Há a questão demográfica, de envelhecimento da população —que sobrecarrega o Estado de bem-estar social e torna as pessoas mais conservadoras e agressivas— e o multiculturalismo, que cria uma desconfiança em relação à solidariedade. Isso não favorece o imaginário progressista da esquerda. E a direita tradicional, de seu lado, é aspirada pelo populismo.
Mas houve em 2019 uma reabilitação da social-democracia nos países nórdicos [emplacando governos em Dinamarca, Suécia e Finlândia] e, no fim das contas, uma concertação da esquerda para governar a Espanha. Pode-se ver aí o começo de um “cordão republicano” contra o populismo nacionalista de ultradireita?

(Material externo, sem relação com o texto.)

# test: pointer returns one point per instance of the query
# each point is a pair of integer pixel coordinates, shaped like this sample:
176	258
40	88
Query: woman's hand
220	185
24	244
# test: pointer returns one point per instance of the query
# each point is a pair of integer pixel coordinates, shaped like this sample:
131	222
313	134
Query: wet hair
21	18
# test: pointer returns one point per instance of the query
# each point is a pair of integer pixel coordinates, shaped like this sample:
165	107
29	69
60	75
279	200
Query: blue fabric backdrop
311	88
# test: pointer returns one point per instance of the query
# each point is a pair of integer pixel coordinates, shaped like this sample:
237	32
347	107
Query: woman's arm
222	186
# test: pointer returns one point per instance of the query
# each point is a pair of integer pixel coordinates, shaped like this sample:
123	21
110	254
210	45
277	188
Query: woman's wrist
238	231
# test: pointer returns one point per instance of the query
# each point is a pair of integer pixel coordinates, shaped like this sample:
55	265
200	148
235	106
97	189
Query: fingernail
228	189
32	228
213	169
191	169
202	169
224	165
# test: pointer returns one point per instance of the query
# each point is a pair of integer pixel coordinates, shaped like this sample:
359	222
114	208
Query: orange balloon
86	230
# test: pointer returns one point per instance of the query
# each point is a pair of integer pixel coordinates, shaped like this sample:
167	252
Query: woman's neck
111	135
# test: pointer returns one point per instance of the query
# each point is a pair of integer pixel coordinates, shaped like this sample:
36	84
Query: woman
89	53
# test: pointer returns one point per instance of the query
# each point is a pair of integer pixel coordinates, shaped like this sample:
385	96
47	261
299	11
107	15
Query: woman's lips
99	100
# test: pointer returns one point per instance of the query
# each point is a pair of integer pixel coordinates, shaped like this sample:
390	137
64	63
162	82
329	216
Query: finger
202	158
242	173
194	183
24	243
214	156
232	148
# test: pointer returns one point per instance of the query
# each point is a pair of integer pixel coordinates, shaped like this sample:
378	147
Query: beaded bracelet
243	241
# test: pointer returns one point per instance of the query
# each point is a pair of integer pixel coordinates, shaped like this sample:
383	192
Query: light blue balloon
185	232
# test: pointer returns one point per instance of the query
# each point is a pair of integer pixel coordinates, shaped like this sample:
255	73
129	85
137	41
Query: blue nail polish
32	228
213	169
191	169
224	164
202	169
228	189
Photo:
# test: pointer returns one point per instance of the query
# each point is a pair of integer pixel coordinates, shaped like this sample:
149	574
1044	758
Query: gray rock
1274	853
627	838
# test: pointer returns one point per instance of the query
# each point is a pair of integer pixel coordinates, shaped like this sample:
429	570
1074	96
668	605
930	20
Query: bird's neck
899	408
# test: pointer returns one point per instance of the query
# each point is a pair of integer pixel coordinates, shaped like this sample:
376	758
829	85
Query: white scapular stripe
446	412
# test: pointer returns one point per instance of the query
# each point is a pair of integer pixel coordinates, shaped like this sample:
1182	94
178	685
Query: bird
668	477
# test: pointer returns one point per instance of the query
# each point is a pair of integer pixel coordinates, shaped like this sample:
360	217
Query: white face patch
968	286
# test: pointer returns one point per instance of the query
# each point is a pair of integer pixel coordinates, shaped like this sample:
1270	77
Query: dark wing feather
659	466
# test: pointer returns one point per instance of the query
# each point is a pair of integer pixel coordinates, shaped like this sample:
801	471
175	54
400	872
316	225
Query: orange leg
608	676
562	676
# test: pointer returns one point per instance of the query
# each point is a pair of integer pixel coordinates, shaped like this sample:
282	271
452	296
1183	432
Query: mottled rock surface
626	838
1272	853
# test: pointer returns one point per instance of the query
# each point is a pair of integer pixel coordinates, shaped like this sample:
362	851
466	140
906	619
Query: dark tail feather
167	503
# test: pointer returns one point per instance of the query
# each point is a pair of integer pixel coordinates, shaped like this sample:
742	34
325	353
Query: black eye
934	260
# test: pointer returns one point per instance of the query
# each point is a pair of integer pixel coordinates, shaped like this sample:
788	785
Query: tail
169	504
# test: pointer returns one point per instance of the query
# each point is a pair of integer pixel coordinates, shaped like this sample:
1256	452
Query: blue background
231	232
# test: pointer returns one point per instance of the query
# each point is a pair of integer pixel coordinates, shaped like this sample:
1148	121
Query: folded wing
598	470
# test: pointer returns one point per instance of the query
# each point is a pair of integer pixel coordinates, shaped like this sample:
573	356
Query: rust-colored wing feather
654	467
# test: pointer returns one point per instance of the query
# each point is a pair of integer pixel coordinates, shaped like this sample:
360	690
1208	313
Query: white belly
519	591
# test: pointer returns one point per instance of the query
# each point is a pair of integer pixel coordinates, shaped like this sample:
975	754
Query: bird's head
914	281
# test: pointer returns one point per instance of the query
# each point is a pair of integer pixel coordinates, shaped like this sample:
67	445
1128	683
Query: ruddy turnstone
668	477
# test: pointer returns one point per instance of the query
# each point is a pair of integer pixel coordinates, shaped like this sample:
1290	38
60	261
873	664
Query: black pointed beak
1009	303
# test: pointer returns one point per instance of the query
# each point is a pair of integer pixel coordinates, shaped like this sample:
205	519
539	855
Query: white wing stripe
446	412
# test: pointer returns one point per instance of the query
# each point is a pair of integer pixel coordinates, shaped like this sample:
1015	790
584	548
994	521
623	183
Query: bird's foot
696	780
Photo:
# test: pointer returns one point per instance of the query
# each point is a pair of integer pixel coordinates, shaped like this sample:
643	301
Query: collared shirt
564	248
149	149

Talvez. Mas convém lembrar que, tanto na Dinamarca quanto na Suécia, os sociais-democratas estão em seu patamar histórico mais baixo. Além disso, para sobreviver, precisam integrar a seus programas elementos que vêm da ultradireita, sobretudo na rubrica de imigração. Precisaram endurecer o discurso para reatar com seu eleitorado tradicional, como a classe operária da Dinamarca.
Quiçá isso seja necessário para conter o avanço dos populistas. Mas, a partir de certo ponto, podemos nos perguntar: ao tentar evitar que os populistas cheguem ao poder, não corremos o risco de criar regimes que enveredam por essas práticas? Isso é um problema.

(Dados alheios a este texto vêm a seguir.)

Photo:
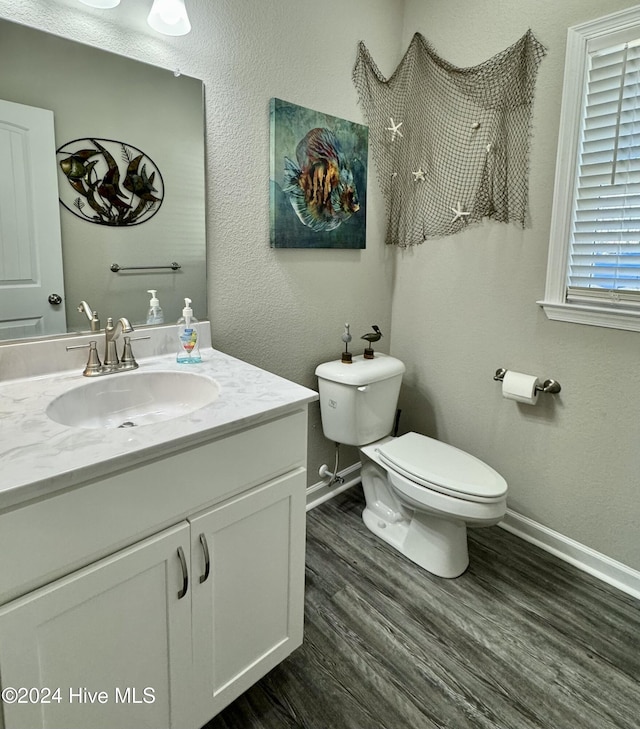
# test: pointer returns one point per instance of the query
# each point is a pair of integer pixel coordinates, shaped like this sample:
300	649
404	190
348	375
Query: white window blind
604	254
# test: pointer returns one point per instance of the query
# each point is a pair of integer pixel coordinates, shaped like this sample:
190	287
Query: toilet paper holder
551	386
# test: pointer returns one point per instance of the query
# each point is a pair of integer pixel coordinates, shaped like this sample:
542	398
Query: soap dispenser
154	315
188	347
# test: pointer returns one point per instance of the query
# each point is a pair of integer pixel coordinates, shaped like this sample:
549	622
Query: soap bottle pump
154	315
188	348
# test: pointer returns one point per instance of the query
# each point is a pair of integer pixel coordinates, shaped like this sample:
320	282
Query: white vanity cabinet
158	609
105	633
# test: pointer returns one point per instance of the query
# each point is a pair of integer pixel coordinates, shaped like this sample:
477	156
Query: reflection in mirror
119	109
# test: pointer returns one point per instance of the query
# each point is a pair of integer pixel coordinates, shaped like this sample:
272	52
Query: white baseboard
595	563
321	492
584	558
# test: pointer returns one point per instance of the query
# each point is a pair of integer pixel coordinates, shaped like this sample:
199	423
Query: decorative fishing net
450	144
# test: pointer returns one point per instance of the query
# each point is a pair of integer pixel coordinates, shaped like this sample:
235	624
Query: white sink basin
127	400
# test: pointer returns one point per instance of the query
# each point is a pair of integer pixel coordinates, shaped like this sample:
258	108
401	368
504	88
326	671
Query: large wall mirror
96	101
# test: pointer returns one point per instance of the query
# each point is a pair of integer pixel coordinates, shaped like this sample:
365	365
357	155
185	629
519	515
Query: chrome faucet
91	315
112	363
111	334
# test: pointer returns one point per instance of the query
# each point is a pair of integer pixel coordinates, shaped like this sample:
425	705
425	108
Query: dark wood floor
522	640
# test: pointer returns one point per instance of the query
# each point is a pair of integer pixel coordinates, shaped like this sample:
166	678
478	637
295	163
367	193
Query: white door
109	646
248	603
30	241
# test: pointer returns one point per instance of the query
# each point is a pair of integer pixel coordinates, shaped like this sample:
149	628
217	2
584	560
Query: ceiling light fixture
104	4
169	17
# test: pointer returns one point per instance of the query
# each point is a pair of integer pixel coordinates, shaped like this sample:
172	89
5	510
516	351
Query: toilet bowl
420	496
420	493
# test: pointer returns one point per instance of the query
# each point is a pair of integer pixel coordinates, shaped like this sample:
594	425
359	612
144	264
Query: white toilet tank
358	400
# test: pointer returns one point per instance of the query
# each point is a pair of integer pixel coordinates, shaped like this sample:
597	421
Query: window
593	274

Optamos durante décadas por não falar em imigração e integração. Viraram tabus. Achamos que iriam se resolver sozinhos e que tratá-los abertamente favoreceria os populistas. Assim, criamos um monopólio do populismo sobre um tema que preocupava cada vez mais os europeus.
Diante disso, é possível dizer então que a saída para a democracia seria uma espécie de “flexibilização” de seus ideais e princípios?
É o que vemos hoje, por exemplo, nesse debate em torno da “democracia iliberal”, um conceito que para mim não faz muito sentido, porque democracia pressupõe liberdade. As ditas iliberais repousam sobre eleições supostamente competitivas, mas sistemas manipulados por quem governa —e limita a liberdade de imprensa, os direitos da oposição e a autonomia do Judiciário.
Não se pode encarar [Viktor] Orbán [premiê da Hungria] e [Andrej] Babis [premiê da República Tcheca) como líderes que estão rompendo com a Europa, mas sim como a expressão de um conflito que cada democracia já está tendo consigo mesma. É juntos que temos de atacar esse problema.
Na França, na esteira dos atentados de 2015 e 2016, adotaram-se medidas de exceção, duríssimas, e quase entrou em vigor a suspensão de cidadania para condenados por terrorismo —isso num governo socialista. Todo esse direito de exceção ligado a monitoramento de suspeitos e operações de busca e apreensão foi institucionalizado, incorporado à lei francesa.
Se a democracia ficar menos liberal, os conflitos sociais vão se confrontar a um poder mais duro, mais repressor. Não haverá debate, mas confronto.
Maquiavel disse que as criações humanas têm prazo de validade. Nunca pensamos a democracia nesses termos —pensamos que poderíamos capitular diante dos nazistas ou do Exército Vermelho, mas não por nosso próprio peso.
Para 2020, não estão previstos um crescimento econômico mais vigoroso nem a redução sensível das tensões geopolíticas —pelo contrário, multiplicam-se as manifestações no Chile, em Hong Kong, no Líbano. O aquecimento global complica tudo isso. As perspectivas para o brexit tampouco são positivas.
Nos EUA, Trump pode se reeleger, o que é um problema. Mas me pergunto se, caso ele seja derrotado, seu país voltará a ser mais moderado. Acho que a questão ali é menos o presidente do que os Estados Unidos em si. A coisa vem de longe. Mesmo que a eleita seja uma mulher democrata, haverá algo imutável.
Dominique Reynié
Cientista político, é professor titular na Sciences Po (Instituto de Estudos Políticos de Paris) e dirige a Fundação para a Inovação Política. É autor de “Vertige Social Nacionaliste” (vertigem social nacionalista) e “Nouveaux Populismes” (novos populismos), entre outros.